The government-driven labor offensive, in which the government calls for pay raises, had continued since 2014. As a result, monthly pay raises of more than 2 percent, including pay-scale and regular pay hikes, have been realized. This year, however, the government did not mention a concrete pay increase target, so the pressure on firms to raise wages has undeniably weakened.

Nevertheless, corporate profit levels as a whole are high in general. Internal reserves amount to about ¥450 trillion.

Pass profits to employees

It is understandable that the management side feels an increasing sense of urgency. But they are called on to move forward with passing profits on to employees as much as they can, without shrinking back excessively.

Continued pay raises are expected to expand consumption and thus boost economic growth rates, thereby also benefiting businesses.

It is worth noting that major electrical manufacturers are showing moves to reexamine unified negotiations on across-the-board pay hikes.
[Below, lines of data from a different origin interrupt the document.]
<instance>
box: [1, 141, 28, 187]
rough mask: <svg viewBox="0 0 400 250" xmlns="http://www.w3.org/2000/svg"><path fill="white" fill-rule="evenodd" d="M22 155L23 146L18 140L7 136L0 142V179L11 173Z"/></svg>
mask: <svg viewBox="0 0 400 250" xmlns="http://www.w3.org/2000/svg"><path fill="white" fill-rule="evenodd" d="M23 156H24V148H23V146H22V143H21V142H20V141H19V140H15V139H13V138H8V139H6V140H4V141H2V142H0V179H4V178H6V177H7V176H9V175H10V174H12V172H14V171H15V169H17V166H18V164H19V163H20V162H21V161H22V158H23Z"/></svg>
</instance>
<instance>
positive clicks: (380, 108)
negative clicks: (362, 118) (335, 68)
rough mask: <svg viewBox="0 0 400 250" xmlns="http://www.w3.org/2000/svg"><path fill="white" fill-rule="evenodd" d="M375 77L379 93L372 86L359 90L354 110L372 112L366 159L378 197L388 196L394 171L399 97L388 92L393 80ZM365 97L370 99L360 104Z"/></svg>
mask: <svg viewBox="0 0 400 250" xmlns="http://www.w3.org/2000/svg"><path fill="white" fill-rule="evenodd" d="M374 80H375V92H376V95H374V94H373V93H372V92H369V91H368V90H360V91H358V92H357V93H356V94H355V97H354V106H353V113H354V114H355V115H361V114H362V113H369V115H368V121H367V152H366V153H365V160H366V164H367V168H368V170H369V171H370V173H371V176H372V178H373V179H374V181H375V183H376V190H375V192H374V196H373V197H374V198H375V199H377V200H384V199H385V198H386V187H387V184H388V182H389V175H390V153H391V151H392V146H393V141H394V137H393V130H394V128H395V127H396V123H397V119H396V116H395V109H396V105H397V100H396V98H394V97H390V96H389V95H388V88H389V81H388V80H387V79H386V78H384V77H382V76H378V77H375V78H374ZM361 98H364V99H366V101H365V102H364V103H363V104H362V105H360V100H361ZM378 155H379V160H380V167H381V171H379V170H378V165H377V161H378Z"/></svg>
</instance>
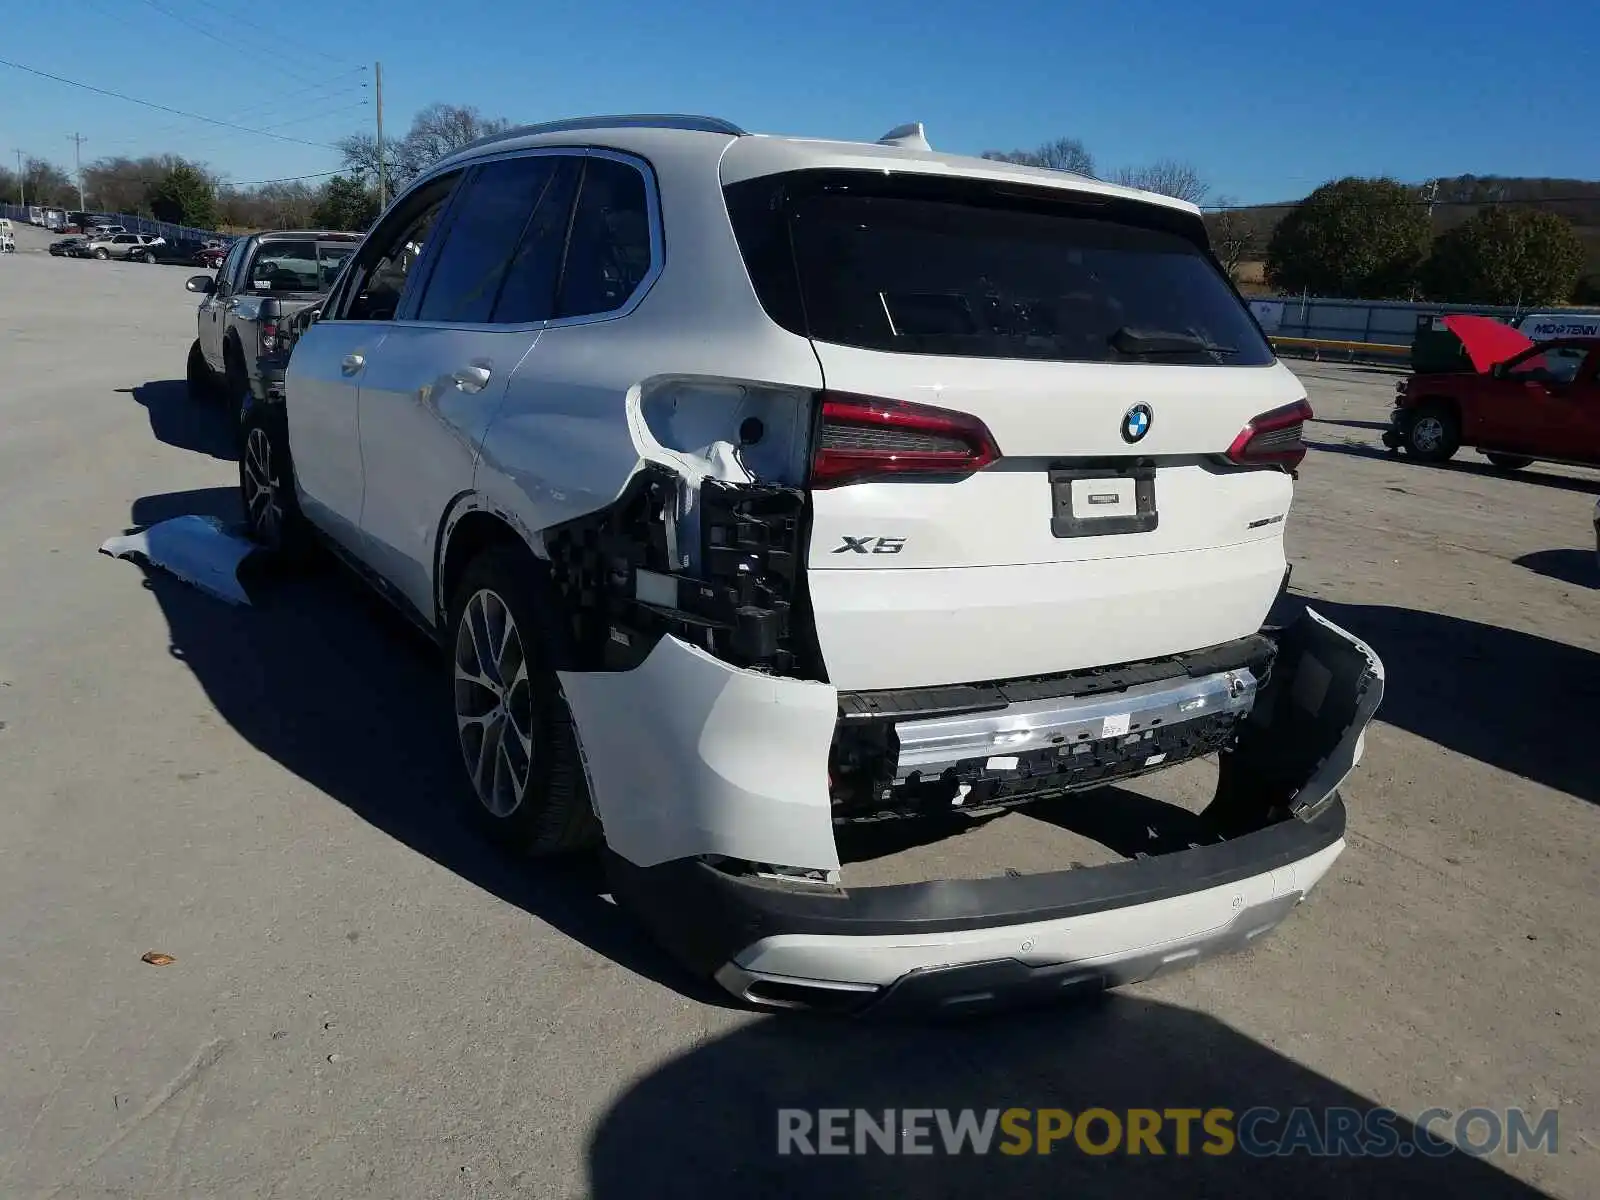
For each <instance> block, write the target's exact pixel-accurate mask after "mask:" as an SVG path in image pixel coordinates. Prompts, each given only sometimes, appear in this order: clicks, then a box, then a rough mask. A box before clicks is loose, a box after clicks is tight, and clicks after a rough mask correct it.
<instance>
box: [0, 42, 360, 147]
mask: <svg viewBox="0 0 1600 1200" xmlns="http://www.w3.org/2000/svg"><path fill="white" fill-rule="evenodd" d="M0 67H13V69H16V70H24V72H27V74H29V75H38V77H40V78H48V80H54V82H56V83H66V85H67V86H70V88H83V90H85V91H93V93H96V94H98V96H110V98H112V99H120V101H126V102H128V104H139V106H141V107H146V109H155V110H157V112H170V114H171V115H173V117H187V118H189V120H194V122H202V123H205V125H216V126H221V128H224V130H237V131H238V133H253V134H256V136H258V138H272V139H274V141H280V142H294V144H296V146H315V147H317V149H318V150H333V149H336V147H333V146H330V144H328V142H314V141H307V139H304V138H290V136H286V134H282V133H269V131H267V130H253V128H250V126H248V125H235V123H234V122H222V120H218V118H216V117H202V115H200V114H198V112H184V110H182V109H173V107H170V106H166V104H157V102H155V101H144V99H139V98H138V96H125V94H123V93H120V91H110V90H107V88H96V86H94V85H93V83H80V82H78V80H75V78H66V77H64V75H51V74H50V72H48V70H37V69H35V67H24V66H22V64H21V62H13V61H11V59H6V58H0Z"/></svg>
These moves have emerged because their business operations have diversified and there are big differences in their business achievements.

A unified negotiations formula is a reassuring system for labor unions of companies with poor business results. The matter calls for prudent discussions.
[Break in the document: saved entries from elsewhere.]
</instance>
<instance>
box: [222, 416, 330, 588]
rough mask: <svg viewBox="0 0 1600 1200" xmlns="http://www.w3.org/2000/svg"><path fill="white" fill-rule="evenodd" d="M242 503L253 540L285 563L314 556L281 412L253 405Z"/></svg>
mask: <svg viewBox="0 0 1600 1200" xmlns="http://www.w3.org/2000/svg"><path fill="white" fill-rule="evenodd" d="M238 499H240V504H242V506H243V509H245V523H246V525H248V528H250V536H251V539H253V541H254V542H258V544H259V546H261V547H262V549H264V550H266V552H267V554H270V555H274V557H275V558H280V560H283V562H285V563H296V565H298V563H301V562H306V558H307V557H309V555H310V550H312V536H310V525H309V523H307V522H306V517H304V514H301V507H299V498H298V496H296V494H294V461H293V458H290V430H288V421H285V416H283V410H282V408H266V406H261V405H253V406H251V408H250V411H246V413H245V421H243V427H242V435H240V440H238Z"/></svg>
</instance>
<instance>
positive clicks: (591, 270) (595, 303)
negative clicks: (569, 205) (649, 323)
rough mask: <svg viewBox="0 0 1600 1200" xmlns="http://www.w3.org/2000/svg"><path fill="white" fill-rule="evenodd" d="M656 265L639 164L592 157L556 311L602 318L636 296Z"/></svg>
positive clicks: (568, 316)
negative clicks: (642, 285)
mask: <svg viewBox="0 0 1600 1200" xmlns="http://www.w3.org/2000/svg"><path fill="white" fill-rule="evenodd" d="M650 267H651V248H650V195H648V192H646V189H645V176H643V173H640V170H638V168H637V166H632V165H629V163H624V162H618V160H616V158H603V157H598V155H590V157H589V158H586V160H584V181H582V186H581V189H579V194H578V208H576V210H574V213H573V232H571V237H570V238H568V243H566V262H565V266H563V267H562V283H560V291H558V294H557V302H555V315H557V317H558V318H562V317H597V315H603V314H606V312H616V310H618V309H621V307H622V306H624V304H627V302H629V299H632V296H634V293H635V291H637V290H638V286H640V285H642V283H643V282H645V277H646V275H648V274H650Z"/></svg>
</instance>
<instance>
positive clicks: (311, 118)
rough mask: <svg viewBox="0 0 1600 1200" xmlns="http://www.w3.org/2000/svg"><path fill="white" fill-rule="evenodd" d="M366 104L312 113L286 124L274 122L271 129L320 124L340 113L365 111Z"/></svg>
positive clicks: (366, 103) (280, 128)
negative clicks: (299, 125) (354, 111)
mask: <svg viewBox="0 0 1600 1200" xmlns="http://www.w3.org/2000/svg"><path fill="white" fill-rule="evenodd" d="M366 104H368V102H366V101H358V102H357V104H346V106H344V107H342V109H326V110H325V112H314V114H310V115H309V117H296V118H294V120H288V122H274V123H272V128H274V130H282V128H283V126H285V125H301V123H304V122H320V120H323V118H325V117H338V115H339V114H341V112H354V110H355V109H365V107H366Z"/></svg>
Regulations on overtime work will be introduced for big businesses from April. A private institution estimates that total overtime payment will decrease on a scale of ¥1 trillion a year as a result of the reduction in overtime.

Reduced working hours should lead to improved productivity. At the same time, it is imperative to study countermeasures to make up for the drop in overtime payments. One idea would be increasing bonuses or allowances, or both.

In labor-management negotiations at large firms, attention was focused on improving the treatment of employees hired again after mandatory retirement and nonregular workers. Spreading moves to provide and expand allowances represent a step forward.

Labor-management negotiations at small and medium-sized firms will go into full swing in the days to come. A consumption tax rate hike to 10 percent is scheduled for October. It is essential to spread the pay raise drive to small and midsize companies, which employ 70 percent of the workforce.